A prospective study of the effects of erythropoietin and early sustained hypothermia on renal function and renal biomarkers in patients with traumatic brain injury
2017-02-27T03:51:34Z (GMT) by
Acute Kidney Injury (AKI) is the consensus term developed and validated in the last 10 years encompassing all classes or stages of kidney injury; it refers to a continuum of injury. AKI is common in critically ill patients and is associated with adverse outcomes such as mortality and progression to Chronic Kidney Disease. Research into therapies for AKI has been largely unsuccessful, which is partly due to the inadequacy of conventional methods to detect AKI early enough for therapies to be implemented effectively.

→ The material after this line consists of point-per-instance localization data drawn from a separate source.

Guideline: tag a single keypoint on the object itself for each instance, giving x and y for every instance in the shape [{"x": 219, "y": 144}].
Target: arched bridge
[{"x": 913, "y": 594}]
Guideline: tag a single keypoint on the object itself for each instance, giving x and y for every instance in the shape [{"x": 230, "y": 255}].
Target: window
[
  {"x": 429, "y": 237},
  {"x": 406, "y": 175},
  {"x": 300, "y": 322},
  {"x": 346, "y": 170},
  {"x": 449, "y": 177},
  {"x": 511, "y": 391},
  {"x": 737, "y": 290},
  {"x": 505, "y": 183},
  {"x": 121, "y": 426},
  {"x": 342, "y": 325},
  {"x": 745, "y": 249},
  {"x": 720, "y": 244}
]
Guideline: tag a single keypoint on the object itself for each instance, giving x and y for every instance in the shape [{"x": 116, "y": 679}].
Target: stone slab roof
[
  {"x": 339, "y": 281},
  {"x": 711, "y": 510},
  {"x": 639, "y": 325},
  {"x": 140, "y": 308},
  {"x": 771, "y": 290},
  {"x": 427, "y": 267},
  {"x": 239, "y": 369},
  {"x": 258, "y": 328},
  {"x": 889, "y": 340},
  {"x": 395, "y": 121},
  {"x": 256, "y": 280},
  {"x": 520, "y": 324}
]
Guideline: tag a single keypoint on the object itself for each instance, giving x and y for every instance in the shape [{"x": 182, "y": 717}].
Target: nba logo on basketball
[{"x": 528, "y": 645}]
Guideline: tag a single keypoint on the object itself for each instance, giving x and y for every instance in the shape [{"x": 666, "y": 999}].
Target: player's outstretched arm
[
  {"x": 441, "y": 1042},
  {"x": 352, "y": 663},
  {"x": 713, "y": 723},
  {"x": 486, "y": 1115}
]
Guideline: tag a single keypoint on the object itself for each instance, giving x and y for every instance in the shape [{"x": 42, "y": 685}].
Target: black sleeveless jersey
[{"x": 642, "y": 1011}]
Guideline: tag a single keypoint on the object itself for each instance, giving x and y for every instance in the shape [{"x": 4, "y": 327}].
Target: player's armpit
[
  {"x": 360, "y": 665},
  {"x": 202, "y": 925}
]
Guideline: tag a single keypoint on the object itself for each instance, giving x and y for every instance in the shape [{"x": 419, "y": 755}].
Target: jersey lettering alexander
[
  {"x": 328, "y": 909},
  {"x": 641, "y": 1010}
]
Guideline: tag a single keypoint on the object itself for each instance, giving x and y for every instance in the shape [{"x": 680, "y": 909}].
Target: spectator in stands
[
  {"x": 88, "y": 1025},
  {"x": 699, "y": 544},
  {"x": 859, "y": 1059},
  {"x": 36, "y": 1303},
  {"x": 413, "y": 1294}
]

As a result, the investigation of novel markers for the early detection of AKI and new therapies for AKI have become a research priority. Two treatments were to be given to patients with traumatic brain injury in clinical trials commencing in 2010, to investigate their benefit for neurological function. The treatments: erythropoietin and early, sustained hypothermia, had also been shown to protect the kidney and hasten renal recovery in animal studies. However, few human studies had been undertaken. In this thesis we took the opportunity that the EPO-TBI and POLAR trials presented to investigate whether erythropoietin and hypothermia (respectively) reduce the occurrence, severity, and duration of AKI. Furthermore, in nested cohorts from each trial several promising new biomarkers for AKI were evaluated as predictors of AKI and in their response to therapy. Results of this thesis are embargoed until both the 'parent' trials are published.